Salvage Basic Gameplay Storyboard

This is a storyboard I sketched up to outline some of the main gameplay elements that a player will encounter on a regular basis in The Salvage.  It focuses on some basic problem solving involved in seeking out artifacts and extracting them from the ground.  I’ve omitted most hazards, such as asteroids, storms, earthquakes etc.  because I wanted to keep the progression from one task to the next clear.

  1. I like the way the player is not supposed to just solve a predefined puzzle, but solve an actual situation, so it’ll really feel like you designed whatever solution you came up with. However: wow, there’s a lot of “non-boxy” physics in there! Cables, hoses, liquids, breaking rocks, non-trivial, to say the least. 🙂

  2. I have been following your site for a while, ever since I saw your post on Gamestorm. I really like the level of effort you are wanting players to put into mining. I particularly like all the equipment/puzzle style interactions. There is a quality to it that reminds me of taking worms, but removing the combat and focusing all that weapon use on tools for mining.
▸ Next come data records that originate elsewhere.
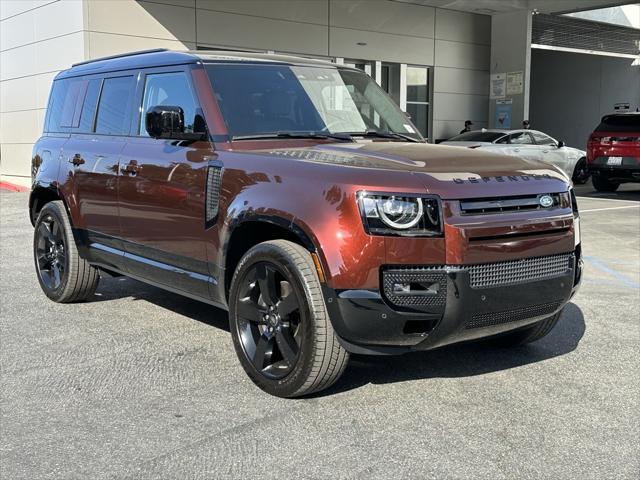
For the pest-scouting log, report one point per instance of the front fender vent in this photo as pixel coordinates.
(214, 177)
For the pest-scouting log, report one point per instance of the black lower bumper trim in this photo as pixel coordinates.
(367, 324)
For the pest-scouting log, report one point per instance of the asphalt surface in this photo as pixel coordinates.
(141, 383)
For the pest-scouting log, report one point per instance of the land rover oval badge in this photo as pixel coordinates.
(546, 201)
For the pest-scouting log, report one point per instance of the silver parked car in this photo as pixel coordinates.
(528, 144)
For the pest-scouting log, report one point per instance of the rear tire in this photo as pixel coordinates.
(528, 334)
(581, 172)
(279, 322)
(603, 184)
(64, 276)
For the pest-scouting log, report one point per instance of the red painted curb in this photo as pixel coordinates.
(12, 187)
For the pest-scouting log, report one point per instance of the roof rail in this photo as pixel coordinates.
(130, 54)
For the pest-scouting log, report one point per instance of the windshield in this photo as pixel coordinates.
(477, 136)
(276, 99)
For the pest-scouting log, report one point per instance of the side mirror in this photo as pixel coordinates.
(165, 121)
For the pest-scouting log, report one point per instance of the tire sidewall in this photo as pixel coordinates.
(290, 384)
(53, 210)
(580, 166)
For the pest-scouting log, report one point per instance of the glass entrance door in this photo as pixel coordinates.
(417, 107)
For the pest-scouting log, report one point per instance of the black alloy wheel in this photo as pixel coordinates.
(51, 257)
(63, 274)
(581, 172)
(270, 320)
(280, 326)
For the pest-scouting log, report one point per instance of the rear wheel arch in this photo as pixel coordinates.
(40, 196)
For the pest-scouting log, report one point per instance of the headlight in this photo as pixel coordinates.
(574, 204)
(390, 214)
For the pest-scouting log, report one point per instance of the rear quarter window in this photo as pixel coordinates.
(66, 99)
(114, 108)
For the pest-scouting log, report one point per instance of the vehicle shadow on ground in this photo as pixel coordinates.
(123, 287)
(462, 360)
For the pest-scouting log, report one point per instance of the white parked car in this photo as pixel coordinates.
(528, 144)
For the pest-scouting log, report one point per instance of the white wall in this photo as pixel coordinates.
(461, 72)
(38, 38)
(41, 37)
(510, 52)
(570, 92)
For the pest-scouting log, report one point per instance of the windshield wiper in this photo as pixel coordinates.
(319, 135)
(376, 133)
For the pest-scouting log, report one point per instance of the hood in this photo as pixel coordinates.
(455, 143)
(450, 172)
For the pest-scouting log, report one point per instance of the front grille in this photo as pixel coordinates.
(519, 271)
(509, 204)
(482, 320)
(428, 286)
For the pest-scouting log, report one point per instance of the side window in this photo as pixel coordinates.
(65, 103)
(170, 89)
(89, 107)
(520, 138)
(115, 105)
(542, 139)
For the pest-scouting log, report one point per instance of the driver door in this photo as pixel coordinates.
(162, 190)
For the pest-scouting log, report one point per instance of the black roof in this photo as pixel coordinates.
(164, 57)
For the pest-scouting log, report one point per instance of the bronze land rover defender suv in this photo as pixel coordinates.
(295, 194)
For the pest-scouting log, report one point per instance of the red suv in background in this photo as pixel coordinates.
(613, 151)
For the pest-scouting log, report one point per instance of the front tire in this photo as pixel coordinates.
(279, 323)
(528, 334)
(603, 184)
(64, 276)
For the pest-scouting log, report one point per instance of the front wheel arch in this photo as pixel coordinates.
(250, 231)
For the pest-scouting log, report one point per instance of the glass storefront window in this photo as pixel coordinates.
(418, 97)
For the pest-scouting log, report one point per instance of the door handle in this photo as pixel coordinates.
(77, 160)
(131, 168)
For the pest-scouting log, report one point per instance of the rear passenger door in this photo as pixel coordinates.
(162, 190)
(98, 135)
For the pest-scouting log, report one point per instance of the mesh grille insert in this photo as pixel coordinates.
(519, 271)
(496, 318)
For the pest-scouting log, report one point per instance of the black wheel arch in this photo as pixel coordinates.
(247, 231)
(41, 195)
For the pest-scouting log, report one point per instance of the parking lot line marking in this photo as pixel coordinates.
(624, 280)
(608, 208)
(602, 199)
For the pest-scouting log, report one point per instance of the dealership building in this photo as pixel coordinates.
(561, 64)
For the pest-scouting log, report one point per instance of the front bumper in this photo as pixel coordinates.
(367, 322)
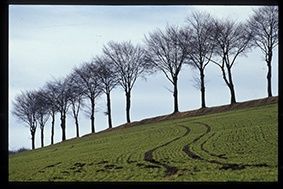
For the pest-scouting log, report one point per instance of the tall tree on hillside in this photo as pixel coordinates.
(129, 64)
(50, 99)
(109, 80)
(201, 46)
(231, 40)
(86, 76)
(167, 51)
(42, 111)
(25, 110)
(76, 99)
(62, 99)
(264, 25)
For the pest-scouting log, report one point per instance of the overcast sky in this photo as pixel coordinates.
(47, 42)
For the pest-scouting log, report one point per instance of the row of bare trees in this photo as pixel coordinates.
(202, 41)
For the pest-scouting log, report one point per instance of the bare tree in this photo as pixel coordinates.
(129, 64)
(109, 80)
(86, 76)
(264, 25)
(231, 39)
(62, 98)
(25, 110)
(50, 99)
(167, 51)
(76, 99)
(201, 46)
(42, 111)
    I know you don’t need advice of strangers on the internet. But I would suggest being careful with how much effort is required for any particular function. For example, protecting the resources at the surface. Is there a gameplay to it or will players consider it busy work that they need to perform every time they start a level or risk losing all their stuff.

    Also I though it was interesting you choose to want to string power cords, but didn’t have a repel/rope concept. You may have it elsewhere, and just not in this demonstration. And thanks again for sharing. On a final note, I saw a guy today who is starting a kickstarter for a cave exploring game. Seems like someone with a good tech background, but needs an artist. I think you should consider finding out if you can pair your talents.

  3. I’m glad you’ve enjoyed looking at my work Glen!

    Pretty much all gameplay elements are not ‘written in stone’. I think of scenarios that seem fun or challenging and then go about mocking up a way to implement them. Ultimately the decisions regarding what gets into the final game and what gets cut will be decided by what the engine can handle, and whether a particular element or mechanic can be made engaging. If it can’t be resolved, it will get cut.

    Thanks for pointing me towards In Profundis. It looks really cool! Maybe John and I can get in contact, he has really clever ideas.